Ce procès n'émeut pas l'Elysée. Autour de Macron, on veut bien reconnaître que le ministre n'est «peut-être pas un grand communicant». Mais il conserve «toute la confiance du Président qui, si ce n'était pas le cas, aurait pris les mesures qui s'imposent» : «C'est sous sa houlette que travaillent les administrations, et ce n'est pas une réunion mal ressentie qui détermine le poids d'un ministre.» De son côté, le ministre s'efforce d'afficher plus d'intérêt pour les questions urbaines. «Je n'ai pas l'habitude d'être en état d'apesanteur, a-t-il déclaré jeudi à Paris devant des élus et des associations. On va continuer à se voir et à se supporter, dans les deux sens du terme.»
Tropisme rural
Le natif d’Aurillac n’était pourtant pas destiné à gérer ces dossiers. En mai 2017, c’est l’Agriculture qui échoit à ce radical de gauche, réputé influent, roublard et ombrageux. Du sur-mesure : Mézard est un familier de la présidente de la FNSEA, puissant syndicat agricole, Christiane Lambert, et du patron de la Fédération nationale bovine, Bruno Dufayet. Richard Ferrand, de son côté, prend en charge les Territoires. Mais mis en cause dans une affaire immobilière, il quitte le gouvernement en juin. De mauvais gré, Mézard remplace son camarade.

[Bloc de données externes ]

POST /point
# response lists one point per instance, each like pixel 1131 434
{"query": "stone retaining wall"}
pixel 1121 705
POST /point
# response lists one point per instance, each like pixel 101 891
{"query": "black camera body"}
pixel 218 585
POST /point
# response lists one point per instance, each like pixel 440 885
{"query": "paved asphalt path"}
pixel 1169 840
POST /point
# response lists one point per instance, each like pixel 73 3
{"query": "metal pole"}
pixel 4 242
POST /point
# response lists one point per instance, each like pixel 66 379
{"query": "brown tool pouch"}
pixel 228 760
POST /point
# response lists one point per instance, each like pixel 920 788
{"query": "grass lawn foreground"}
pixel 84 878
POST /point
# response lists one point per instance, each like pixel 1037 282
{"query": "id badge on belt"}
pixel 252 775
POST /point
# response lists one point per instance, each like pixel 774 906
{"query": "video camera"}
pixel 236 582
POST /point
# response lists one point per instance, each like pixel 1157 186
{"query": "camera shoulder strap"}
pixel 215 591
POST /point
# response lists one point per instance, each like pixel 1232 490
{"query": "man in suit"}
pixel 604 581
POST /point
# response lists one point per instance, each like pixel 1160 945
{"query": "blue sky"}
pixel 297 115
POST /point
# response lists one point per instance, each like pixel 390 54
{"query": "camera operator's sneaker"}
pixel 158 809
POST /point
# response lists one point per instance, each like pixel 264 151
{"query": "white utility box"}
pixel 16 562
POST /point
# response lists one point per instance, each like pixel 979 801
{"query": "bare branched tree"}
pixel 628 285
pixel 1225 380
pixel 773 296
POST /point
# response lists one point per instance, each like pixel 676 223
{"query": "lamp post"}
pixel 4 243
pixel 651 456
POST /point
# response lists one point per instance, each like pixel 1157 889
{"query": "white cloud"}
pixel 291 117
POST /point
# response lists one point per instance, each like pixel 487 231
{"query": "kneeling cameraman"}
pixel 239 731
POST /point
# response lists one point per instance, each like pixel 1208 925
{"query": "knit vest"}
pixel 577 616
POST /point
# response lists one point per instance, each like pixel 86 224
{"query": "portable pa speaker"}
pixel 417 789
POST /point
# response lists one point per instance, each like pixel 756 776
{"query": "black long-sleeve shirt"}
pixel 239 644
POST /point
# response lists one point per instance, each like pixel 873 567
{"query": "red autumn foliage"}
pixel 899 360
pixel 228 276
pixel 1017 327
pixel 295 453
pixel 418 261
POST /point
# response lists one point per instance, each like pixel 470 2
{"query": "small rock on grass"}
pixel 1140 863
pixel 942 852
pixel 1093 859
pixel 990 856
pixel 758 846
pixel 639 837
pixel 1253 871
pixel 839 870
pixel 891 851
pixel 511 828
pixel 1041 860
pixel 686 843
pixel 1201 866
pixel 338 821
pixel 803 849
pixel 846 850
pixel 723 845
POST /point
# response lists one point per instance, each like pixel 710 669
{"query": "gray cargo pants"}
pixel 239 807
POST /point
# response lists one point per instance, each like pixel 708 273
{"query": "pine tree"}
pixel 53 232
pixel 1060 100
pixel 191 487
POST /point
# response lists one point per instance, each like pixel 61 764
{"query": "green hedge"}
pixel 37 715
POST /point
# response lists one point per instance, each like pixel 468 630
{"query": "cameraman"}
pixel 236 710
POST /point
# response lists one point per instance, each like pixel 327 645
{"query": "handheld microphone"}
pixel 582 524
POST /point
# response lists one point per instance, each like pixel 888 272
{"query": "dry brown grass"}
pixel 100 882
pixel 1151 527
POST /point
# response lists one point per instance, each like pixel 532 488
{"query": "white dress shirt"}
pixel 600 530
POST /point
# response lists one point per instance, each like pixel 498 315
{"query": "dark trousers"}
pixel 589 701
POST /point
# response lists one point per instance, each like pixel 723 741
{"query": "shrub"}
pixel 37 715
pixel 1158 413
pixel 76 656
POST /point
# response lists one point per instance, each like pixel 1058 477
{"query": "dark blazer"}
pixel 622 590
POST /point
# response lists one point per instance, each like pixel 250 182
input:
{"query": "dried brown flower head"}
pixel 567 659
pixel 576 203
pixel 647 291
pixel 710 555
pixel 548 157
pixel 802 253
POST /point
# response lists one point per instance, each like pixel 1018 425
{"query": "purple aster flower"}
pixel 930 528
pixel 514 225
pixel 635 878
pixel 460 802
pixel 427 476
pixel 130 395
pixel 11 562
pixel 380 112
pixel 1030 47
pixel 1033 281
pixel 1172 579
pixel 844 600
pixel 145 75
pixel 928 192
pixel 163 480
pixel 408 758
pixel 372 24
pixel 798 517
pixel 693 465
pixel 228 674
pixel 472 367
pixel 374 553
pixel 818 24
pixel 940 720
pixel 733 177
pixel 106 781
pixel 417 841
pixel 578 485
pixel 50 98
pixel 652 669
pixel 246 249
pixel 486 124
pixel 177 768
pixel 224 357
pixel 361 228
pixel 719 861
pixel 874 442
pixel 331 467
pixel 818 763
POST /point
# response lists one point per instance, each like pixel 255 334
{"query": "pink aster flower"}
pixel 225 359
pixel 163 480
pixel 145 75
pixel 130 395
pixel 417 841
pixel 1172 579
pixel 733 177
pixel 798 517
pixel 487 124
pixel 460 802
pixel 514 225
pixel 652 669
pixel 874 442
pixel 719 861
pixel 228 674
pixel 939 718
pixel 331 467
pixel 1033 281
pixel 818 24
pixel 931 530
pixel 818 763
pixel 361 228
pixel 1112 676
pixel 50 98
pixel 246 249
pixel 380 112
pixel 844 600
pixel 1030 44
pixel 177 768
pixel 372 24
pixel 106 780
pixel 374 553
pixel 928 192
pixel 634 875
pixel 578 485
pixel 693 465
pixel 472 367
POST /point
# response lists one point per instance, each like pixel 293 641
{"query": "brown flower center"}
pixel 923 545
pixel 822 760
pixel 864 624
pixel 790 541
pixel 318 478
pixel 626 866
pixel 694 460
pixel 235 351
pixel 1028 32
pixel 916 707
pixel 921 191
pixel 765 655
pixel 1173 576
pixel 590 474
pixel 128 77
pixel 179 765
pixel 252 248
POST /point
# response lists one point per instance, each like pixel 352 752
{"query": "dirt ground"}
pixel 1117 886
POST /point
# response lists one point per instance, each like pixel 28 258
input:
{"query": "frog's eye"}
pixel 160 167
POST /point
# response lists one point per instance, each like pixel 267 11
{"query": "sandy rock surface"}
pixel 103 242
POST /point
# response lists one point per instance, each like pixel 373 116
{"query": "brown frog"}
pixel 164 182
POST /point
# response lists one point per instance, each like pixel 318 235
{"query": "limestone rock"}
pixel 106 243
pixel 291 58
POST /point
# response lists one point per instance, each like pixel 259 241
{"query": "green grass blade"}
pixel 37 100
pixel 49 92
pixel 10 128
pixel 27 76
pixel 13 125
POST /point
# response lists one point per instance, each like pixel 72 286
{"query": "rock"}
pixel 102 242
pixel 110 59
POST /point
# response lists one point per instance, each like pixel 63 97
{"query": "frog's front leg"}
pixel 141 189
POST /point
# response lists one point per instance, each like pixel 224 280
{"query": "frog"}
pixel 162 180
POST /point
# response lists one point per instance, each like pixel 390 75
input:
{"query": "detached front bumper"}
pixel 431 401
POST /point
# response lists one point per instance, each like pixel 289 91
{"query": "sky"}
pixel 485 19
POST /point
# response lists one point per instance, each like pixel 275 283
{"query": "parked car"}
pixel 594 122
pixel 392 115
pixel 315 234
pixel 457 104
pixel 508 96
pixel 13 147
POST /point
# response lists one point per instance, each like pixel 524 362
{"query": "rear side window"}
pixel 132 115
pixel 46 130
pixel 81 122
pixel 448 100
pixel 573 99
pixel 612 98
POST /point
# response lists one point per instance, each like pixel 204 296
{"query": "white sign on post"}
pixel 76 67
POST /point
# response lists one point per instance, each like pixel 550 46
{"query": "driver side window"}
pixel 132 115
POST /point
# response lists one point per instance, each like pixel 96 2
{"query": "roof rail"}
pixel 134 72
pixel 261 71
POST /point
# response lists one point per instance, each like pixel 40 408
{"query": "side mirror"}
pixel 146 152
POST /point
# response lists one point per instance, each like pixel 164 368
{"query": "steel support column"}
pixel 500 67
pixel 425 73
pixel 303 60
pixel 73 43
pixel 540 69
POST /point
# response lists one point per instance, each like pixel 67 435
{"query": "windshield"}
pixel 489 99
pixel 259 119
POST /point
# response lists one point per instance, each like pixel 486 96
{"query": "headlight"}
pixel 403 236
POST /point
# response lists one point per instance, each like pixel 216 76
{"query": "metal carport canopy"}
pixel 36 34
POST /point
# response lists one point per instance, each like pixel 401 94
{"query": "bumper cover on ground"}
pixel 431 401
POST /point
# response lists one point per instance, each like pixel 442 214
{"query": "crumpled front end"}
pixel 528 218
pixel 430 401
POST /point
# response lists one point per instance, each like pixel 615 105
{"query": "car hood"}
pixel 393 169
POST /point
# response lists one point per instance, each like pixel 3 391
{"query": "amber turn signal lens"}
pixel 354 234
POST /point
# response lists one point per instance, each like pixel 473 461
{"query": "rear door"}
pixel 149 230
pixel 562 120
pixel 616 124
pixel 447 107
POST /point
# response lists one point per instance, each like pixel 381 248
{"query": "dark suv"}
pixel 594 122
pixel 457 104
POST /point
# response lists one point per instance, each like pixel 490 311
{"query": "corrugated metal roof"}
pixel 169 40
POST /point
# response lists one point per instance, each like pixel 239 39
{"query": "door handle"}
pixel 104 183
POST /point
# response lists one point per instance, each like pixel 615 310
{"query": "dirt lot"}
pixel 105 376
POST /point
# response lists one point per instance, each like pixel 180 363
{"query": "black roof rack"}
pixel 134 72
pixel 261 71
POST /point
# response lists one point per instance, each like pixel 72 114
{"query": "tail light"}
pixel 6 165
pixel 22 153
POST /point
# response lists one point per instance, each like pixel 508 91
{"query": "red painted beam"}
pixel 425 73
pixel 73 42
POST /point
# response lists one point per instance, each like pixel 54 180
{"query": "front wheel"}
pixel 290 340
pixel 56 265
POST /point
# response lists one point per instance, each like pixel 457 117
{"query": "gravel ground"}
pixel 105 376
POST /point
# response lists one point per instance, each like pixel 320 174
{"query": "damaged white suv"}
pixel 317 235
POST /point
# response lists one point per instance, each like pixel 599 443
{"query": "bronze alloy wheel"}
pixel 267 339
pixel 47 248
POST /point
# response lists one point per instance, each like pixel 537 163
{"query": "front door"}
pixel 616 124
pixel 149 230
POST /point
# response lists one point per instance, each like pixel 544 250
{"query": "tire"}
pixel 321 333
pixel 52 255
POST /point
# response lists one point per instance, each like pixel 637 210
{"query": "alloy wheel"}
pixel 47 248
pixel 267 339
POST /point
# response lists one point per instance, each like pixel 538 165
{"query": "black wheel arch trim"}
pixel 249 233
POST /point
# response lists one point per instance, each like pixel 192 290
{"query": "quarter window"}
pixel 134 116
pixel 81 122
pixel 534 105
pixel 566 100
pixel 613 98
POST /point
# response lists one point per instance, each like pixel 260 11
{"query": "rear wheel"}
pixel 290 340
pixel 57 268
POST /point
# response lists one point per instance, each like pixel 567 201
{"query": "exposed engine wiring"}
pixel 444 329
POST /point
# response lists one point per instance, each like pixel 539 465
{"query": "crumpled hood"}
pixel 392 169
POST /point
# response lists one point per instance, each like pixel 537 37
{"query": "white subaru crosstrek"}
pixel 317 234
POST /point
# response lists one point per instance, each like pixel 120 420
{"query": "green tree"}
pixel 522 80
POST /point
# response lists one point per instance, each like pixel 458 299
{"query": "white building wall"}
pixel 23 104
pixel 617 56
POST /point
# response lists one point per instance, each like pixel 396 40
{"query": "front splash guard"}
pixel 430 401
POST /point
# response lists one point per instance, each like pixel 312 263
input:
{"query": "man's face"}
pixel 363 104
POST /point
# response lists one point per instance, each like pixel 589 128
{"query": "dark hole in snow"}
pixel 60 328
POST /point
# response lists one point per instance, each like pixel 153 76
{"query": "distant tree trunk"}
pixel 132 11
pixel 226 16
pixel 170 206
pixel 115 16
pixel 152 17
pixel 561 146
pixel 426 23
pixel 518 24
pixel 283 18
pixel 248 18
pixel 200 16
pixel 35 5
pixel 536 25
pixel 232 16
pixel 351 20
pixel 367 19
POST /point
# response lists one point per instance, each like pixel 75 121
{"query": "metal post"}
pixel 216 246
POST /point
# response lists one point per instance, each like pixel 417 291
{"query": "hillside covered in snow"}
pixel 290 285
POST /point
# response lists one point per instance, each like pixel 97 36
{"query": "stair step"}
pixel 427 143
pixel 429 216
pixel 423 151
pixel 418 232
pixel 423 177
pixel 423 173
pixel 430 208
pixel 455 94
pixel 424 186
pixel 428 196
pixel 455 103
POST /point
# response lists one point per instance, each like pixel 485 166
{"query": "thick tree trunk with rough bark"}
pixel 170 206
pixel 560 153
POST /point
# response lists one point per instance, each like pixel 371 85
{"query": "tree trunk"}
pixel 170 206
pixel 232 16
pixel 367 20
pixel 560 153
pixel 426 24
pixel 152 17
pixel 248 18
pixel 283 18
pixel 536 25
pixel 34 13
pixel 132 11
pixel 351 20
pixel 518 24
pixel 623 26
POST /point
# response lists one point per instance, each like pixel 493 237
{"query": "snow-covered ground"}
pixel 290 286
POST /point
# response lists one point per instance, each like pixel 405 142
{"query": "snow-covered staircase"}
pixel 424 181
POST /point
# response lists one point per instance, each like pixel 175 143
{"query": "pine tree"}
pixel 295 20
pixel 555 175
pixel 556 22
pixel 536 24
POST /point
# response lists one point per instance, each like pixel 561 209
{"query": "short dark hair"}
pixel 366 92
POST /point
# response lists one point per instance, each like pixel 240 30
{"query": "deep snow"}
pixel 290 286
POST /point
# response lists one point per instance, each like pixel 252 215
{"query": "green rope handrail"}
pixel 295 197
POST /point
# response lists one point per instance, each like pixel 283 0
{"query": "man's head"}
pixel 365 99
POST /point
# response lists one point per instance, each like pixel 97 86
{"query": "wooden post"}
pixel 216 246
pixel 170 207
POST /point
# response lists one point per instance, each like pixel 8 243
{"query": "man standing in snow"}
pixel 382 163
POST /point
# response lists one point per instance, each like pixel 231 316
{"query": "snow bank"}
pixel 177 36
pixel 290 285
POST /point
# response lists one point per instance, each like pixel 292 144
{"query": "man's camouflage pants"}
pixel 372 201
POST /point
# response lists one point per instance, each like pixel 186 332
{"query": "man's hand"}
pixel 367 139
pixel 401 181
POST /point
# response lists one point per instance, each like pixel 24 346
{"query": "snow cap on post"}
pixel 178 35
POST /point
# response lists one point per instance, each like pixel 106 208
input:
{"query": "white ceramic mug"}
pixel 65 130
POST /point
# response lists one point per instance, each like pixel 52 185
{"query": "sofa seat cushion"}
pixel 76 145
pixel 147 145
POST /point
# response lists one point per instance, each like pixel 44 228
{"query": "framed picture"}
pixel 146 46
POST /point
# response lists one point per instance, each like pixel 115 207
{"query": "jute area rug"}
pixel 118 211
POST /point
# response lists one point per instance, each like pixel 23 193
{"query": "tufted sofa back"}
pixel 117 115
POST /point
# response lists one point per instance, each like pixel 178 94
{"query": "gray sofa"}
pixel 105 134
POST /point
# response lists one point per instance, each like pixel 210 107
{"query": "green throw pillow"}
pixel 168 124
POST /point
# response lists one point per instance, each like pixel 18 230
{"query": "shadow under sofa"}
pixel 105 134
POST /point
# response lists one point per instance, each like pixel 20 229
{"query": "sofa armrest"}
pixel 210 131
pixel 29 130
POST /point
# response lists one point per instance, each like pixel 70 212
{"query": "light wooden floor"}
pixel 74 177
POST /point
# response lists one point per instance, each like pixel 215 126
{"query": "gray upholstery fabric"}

Son tropisme rural est cependant la meilleure assurance du ministre. «Mézard ne nous sert à rien, il sert à autre chose, juge un élu socialiste. Macron n'a qu'une peur : qu'on lui reproche d'être éloigné de la ruralité.» Surtout, Mézard fait partie des proches du chef de l'Etat, qui n'oublie ni les ralliements précoces ni les services rendus. Fin 2016, alors que la présidente de son parti, Sylvia Pinel, participe à la primaire de gauche, Mézard appelle à soutenir le candidat d'En marche. Et, fort de ses réseaux, il ne vient pas seul. «Il est arrivé en disant : je t'amène dix sénateurs RDSE [Rassemblement démocratique et social européen] sur douze, et les députés radicaux, et puis deux présidents de conseils départementaux, et puis aussi le Parti radical, se souvient un parlementaire macroniste. Et la ruralité par-dessus le marché.» Et ce n'est pas fini : «Je pense que Macron compte sur lui pour rallier les radicaux en vue des européennes», poursuit l'élu. De quoi en faire, jusqu'à nouvel ordre, un intouchable du gouvernement.